5 responses to “Revisiting Mahana and Irritable Bowel Syndrome…”

  1. Alicia Butcher Ehrhardt, PhD Avatar
    Alicia Butcher Ehrhardt, PhD

    In my opinion, limited as it has to be under the circumstances, trying to change a scam artist into a legitimate businessperson isn’t possible.

    They can change their site as much as they want, but, as with the CBT and GET people, they are basically scientific frauds trying to defend the indefensible. And there is no accountability possible. Crediting them with good intentions won’t stop them; they just keep trying to weasel out.

    It would be better to take it up with those who hire them and pay for their outrageously ridiculous ‘programs’ out of tax money. And for that it may be better to let their insupportable claims remain on their websites.

    I’m glad it’s you jousting with this, and in such a polite way. I couldn’t do what you do. Thanks for being on the side of the good guys.

  2. CT Avatar

    Covid-19 – not so much a ‘black swan’ event as a black vulture opportunity?

    See this tweet - by Dr Alice Sibelli, Clinical Innovation Researcher at Mahana Therapeutics, and make up your own mind.

    I suspect that many people may suffer mental health problems as a direct or indirect consequence of the coronavirus crisis, but that is exactly why we need misleading claims about ‘MUS’ highlighted now, before diagnostic overshadowing becomes the default setting and millions more patients are misdiagnosed with mental health disorders for their very real physical health complaints on the back of the much-hyped anticipated surge in mental illness.

  3. Lady Shambles Avatar
    Lady Shambles

    I couldn’t agree with ‘CT’ more.

  4. Lucie Webb Avatar
    Lucie Webb

    IBS is yet another label – it doesn’t merit the nomenclature of a diagnosis – thats get stuck on women’s medical records more than men’s (2/2.5 to 1 ratio). My experience of gastroenterologists in the NHS is that they are worse than useless.
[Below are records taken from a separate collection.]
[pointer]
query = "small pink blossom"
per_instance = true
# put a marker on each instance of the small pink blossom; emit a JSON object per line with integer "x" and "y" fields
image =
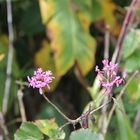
{"x": 108, "y": 75}
{"x": 40, "y": 79}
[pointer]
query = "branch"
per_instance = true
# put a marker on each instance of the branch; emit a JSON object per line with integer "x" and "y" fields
{"x": 119, "y": 96}
{"x": 70, "y": 121}
{"x": 10, "y": 57}
{"x": 137, "y": 120}
{"x": 106, "y": 43}
{"x": 58, "y": 110}
{"x": 118, "y": 49}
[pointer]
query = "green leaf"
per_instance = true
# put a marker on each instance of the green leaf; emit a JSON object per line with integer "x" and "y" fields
{"x": 15, "y": 75}
{"x": 70, "y": 40}
{"x": 48, "y": 63}
{"x": 133, "y": 62}
{"x": 50, "y": 128}
{"x": 32, "y": 14}
{"x": 133, "y": 89}
{"x": 124, "y": 127}
{"x": 131, "y": 43}
{"x": 85, "y": 134}
{"x": 28, "y": 131}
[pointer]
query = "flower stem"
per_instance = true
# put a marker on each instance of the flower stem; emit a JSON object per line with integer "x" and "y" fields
{"x": 56, "y": 108}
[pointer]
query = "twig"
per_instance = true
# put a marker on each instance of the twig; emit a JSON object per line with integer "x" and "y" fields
{"x": 119, "y": 96}
{"x": 21, "y": 105}
{"x": 118, "y": 49}
{"x": 106, "y": 43}
{"x": 46, "y": 98}
{"x": 106, "y": 56}
{"x": 10, "y": 57}
{"x": 137, "y": 120}
{"x": 81, "y": 78}
{"x": 3, "y": 126}
{"x": 70, "y": 121}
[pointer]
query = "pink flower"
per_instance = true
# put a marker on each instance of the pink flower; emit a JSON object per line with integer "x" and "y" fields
{"x": 108, "y": 75}
{"x": 40, "y": 79}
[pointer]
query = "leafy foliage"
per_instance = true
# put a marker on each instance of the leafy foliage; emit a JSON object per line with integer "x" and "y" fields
{"x": 28, "y": 131}
{"x": 85, "y": 134}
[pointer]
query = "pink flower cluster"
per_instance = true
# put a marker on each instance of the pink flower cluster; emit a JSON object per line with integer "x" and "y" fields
{"x": 108, "y": 75}
{"x": 40, "y": 79}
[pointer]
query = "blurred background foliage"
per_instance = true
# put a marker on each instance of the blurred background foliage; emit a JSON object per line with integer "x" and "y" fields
{"x": 67, "y": 37}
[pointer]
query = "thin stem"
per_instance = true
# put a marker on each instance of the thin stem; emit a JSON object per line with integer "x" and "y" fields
{"x": 81, "y": 78}
{"x": 10, "y": 57}
{"x": 118, "y": 49}
{"x": 106, "y": 43}
{"x": 70, "y": 121}
{"x": 58, "y": 110}
{"x": 3, "y": 126}
{"x": 21, "y": 105}
{"x": 137, "y": 120}
{"x": 119, "y": 96}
When I lost a 1/4 of my body weight in a few weeks, 5 years ago, the gastroenterologist, registrar!, I saw in Bracknell refused to accept that I had a gut infection. Why did I have to send stool specimens in a aeroplane across the Atlantic to a lab in the States to confirm the infection? And why did I have to get help from the Australians who told me the best medication to eradicate the commensurate organisms that had taken a turn towards the dark side in my gut? At the JR in Oxford another gastroenterologist said he would have prescribed Metronidazole had I not already treated myself. The Australians had told me that Metronidazole would probably make me worse.
    I believe that my autonomic nervous system stopped sending electronic and hormonal messaging at optimal levels and this caused my digestive system to stop working. At the same time viruses that’d been kept in check reappeared. I have had blood tests done at Acumen Labs, Devon, that show mitochondrial damage arising from exposure to various substances but including cetrimide which used to be used in antiseptics. Suboptimal energy levels prevent cells working efficiently.
    There are too many psychologists and psychiatrists in this world and not enough TMJ dentists in the mould of Farrand Robson, dec’d. Gastroenterologists who cosy up to the mental health brigade are heading towards a cup-de-sac.
    Y’all keep taking those deep breaths now.

  5. steve hawkins Avatar
    steve hawkins

    Sooner or later KCL is going to have to think of its reputation and stop allowing promotion of quackery from its premises, and under its name.